Shanghai's investment-linked products grew rapidly last year with overseas insurers the main players, the local regulator said yesterday.
Insurers in Shanghai are faced with challenges including the tightening monetary policy and fluctuations of the stock market.
Shanghai accounted for 18 percent of China's total investment-linked insurance market while overseas insurers contributed to a 73.22-percent share of that market in the city.
Overseas insurer's investment-linked insurance premiums grew more than 10-fold last year in Shanghai as insurers promoted products whose performance was linked to last year's bullish capital market.

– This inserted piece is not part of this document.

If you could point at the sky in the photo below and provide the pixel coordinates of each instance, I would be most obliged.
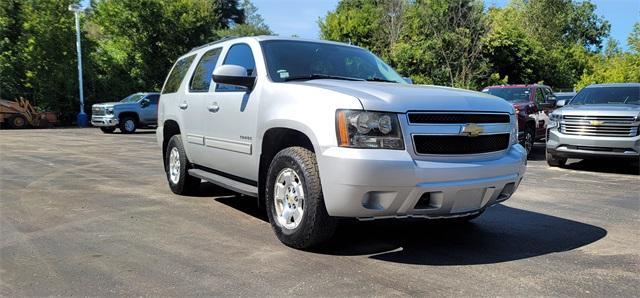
(300, 17)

The benchmark Shanghai Composite Index grew more than 80 percent last year after soaring 130 percent in 2006.
Investment-linked life insurance is a plan where the value of benefits are, wholly or partly linked to the investment performance of a separate investment-linked fund. When a policy owner pays a premium for the policy, a portion of the premium will be allocated to insurance while the balance will be made to buy units in the investment-linked funds.
There is a question as to whether insurers can sustain the rapid growth of this type this year when the capital market is so uncertain.
Property and casualty insurers also face challenges this year after making large payouts following the worst snowstorms in the city in half a century.
Property and casualty insurers have received 42,197 claims for a combined loss of 910 million yuan (US$127.1 million) up to February 15. Insurers have already paid out 20.08 million yuan. Life insurers have received 450 claims asking for total payment of 3.2 million yuan.
Insurers collected premiums worth 48.26 billion yuan last year in Shanghai, up 19.43 percent on the previous year.